New Delhi: The Opposition INDIA bloc received another blow today -- though not an unexpected one --– as the Samajwadi Party released a list of 16 candidates for the Lok Sabha elections in Uttar Pradesh amid seat-sharing talks with the Congress. SP chief Akhilesh Yadav made it clear that his party will do what it thinks is best and no clearance from the Congress is needed.
The Congress has been rebuffed by Mamata Banerjee in Bengal and AAP's Bhagwant Mann in Punjab in terms of seat sharing. The whole Opposition has been jilted by NItish Kumar, who defected and took oath as the Bihar Chief Minister for the ninth time on Sunday, to head an alliance government with the BJP.
That the Samajwadi Party could be "difficult" became clear last year after the Congress's local leaders in Madhya Pradesh refused to honour the central leadership's agreement with Akhilesh Yadav for six seats.
State party chief Kamal Nath's "Don't know any Akhilesh-Vakilesh" comment had made it to headlines, sparking deep anger in the Samajwadi camp.
Mr Yadav issued a list of 16 candidates, sending a message to the Congress that if they want alliance in UP, they have to agree on what the Samajwadi Party offers. It is a clear indication that in UP, the Samajwadi Party will take decisions in the alliance in its own way.
In 80-seat Uttar Pradesh, Mr Yadav has offered the Congress 11 seats. In 2019, in alliance with Mayawati's Bahujan Samaj Party, the Samajwadi Party had not contested from Amethi and Rae Bareli as a gesture of courtesy.
Among the candidates named today is Dimple Yadav, the wife of the SP chief, who will be contesting from family bastion Mainpuri.
Mamata Banerjee has refused to share no more than two seats in Bengal, and in view of the Congress's ambition for more, asked the party to introspect on its results. A similar point was made earlier by Akhilesh Yadav.

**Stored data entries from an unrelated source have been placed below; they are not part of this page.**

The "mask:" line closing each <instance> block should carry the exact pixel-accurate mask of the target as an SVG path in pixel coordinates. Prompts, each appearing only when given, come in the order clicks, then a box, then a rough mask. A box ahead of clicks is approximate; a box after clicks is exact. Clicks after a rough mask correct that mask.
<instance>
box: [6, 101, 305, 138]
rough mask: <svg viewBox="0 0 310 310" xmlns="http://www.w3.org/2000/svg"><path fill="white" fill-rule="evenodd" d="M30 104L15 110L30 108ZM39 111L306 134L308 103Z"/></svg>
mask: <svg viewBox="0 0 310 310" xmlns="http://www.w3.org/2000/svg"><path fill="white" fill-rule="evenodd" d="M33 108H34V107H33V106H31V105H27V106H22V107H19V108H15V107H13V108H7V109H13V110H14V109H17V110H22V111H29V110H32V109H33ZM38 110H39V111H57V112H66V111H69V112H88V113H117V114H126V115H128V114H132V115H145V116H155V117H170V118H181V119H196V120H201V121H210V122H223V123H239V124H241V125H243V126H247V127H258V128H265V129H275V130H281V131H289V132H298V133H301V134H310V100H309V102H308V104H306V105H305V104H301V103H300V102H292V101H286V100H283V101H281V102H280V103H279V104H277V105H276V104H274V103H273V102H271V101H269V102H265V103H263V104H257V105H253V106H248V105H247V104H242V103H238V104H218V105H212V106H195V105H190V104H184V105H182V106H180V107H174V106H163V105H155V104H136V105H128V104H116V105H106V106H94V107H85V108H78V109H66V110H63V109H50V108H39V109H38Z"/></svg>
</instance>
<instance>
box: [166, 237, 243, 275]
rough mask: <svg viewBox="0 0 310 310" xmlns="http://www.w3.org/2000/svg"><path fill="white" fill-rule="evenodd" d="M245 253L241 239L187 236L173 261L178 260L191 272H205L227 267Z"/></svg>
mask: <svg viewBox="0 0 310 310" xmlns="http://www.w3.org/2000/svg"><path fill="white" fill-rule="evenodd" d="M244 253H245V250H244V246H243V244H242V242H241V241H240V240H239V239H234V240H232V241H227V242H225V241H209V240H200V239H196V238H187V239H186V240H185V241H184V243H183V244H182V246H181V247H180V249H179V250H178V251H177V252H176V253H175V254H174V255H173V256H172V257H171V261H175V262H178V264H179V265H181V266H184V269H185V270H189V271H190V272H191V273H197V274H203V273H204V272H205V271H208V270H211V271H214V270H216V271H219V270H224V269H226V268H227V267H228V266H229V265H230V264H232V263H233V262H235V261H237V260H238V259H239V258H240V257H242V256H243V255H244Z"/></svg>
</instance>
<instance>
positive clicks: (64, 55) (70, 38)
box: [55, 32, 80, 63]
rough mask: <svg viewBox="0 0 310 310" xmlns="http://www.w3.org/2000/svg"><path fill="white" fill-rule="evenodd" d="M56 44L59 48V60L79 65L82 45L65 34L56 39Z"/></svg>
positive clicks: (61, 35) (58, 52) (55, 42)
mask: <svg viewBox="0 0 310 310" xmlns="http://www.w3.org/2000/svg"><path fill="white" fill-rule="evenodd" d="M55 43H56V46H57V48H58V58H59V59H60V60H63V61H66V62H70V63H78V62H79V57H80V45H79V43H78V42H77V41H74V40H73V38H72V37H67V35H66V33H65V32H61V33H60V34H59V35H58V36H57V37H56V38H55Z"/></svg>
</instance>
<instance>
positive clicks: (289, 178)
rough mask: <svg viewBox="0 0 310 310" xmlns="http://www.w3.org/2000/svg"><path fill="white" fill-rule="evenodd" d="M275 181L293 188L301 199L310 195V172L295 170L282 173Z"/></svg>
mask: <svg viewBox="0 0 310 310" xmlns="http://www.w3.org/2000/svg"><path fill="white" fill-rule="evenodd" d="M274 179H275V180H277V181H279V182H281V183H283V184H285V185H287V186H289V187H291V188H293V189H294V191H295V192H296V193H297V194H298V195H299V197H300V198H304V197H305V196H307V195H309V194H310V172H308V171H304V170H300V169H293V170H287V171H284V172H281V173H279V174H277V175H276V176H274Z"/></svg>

In 2019, the Congress had won 44 seats -- very few of them in in the northeast or the Hindi belt. In Uttar Pradesh, it won only one seat, Raebareli, as Rahul Gandhi lost to Smriti Irani in Amethi
Mamata Banerjee has remarked that giving the Congress more than two seats is equivalent to giving them away to the BJP -- a party she has been fighting for the last five years. In Bengal, the BJP has slid into the second spot, pushing out the Left Front.